Fugas - Viagens

Daniel Rocha

Reviver o passado em Lisboa

Por Luís Francisco

Não são só as pedras. Há, um pouco por toda a Lisboa, muitos sinais do milenar passado da cidade, vestígios de povos e histórias de outros tempos. Descobri-los é apenas o pretexto para um longo passeio por ruas, vielas e praças que resistem ao passar dos anos.
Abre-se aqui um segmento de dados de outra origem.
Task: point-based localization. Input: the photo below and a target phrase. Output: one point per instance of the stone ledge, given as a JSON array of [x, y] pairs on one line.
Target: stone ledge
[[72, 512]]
A placa é extensa. "Chafariz d"el Rey. Edificado no séc. XIII. Foi reformado pelo Rei D. Dinis. Reconstruído no ano de 1747. Reparado depois de 1755. E melhorado nos meados do século XIX." Estamos entre o rio Tejo e a colina do Castelo, em Lisboa, e só este arrazoado já nos dá uma boa noção das vicissitudes e antiguidade de uma cidade que chegou a ser capital de um império. Mas há mais, muito mais. E é disso que vamos conversando enquanto nos juntamos ao grupo da Natuga, a empresa que organiza passeios onde a história se desvenda.

Joaquim é biólogo, tal como Maria João, que o acompanha no papel de guia do grupo. Mas a história é uma paixão antiga e, juntando o útil ao agradável, todo o conhecimento que foi acumulando permite-lhe agora guiar grupos numa viagem por espaços de Lisboa que parecem ter cristalizado o tempo. A introdução, feita com o Tejo ao fundo e um céu de nuvens a ameaçar chuva, dá o tom para o resto do dia: "Vamos contar a história de Lisboa de forma algo diferente."

Estamos no miradouro de Santa Luzia, que oferece uma ampla visão sobre o casario e o imenso plano de água do estuário do Tejo. Este abrigo natural das águas do Atlântico, o maior da Europa Ocidental, cedo foi aproveitado pelos povos que velejavam ao longo das costas do Velho Continente. E, por isso, não espanta que os primeiros colonizadores "registados" do que depois viria a ser Lisboa tenham sido os fenícios, grandes navegadores.

Bom, antes deles havia gente por aqui, na colina do Castelo. Atraídos pela abundância de água (muitas nascentes antigas estão hoje emparedadas ou desaparecidas, restando apenas um ou outro chafariz, eventualmente desactivado), pela proximidade dos férteis terrenos agrícolas do Ribatejo e, lá está, pela facilidade de acesso aos recursos marinhos fornecidos pelo estuário, cedo houve gente que por aqui se instalou. O povoamento de Lisboa vem, pelo menos, de 1000 a.C., mas desde a pré-história que o local estava ocupado.

Não há vestígios dessas épocas. Nem podia haver. A sucessão de civilizações que aqui assentaram praça cobriu os sinais do passado. Mesmo o império romano tem dificuldades em dar sinal de si: restam apenas duas ruínas visitáveis: as catacumbas da Baixa (que só estão abertas ao público três dias por ano) e o anfiteatro na colina do Castelo, enquadradas por um museu que quase não vê gente, apesar de as entradas serem gratuitas.

Romanos, visigodos, árabes...
Para os romanos, pouco dados à aventura do mar, Lisboa não era uma cidade importante. O império era terrestre e a capital da Lusitânia (a província mais ocidental da Ibéria) era Mérida, agora em território espanhol. Mesmo assim, os romanos construíram um aqueduto, que passava mais ou menos onde está o actual (que data do século XVIII) e também começava em Belas, na ribeira de Carenque. Nada restou dele e da presença romana talvez só tenha subsistido a contabilidade das sete colinas da cidade (são, na verdade, mais) que remetia para Roma. Aliás, em Lisboa, nem o nome consegue ser unânime: diz-se que Olisipo será um termo grego, que remete para Ulisses, o seu fundador... Não há certezas.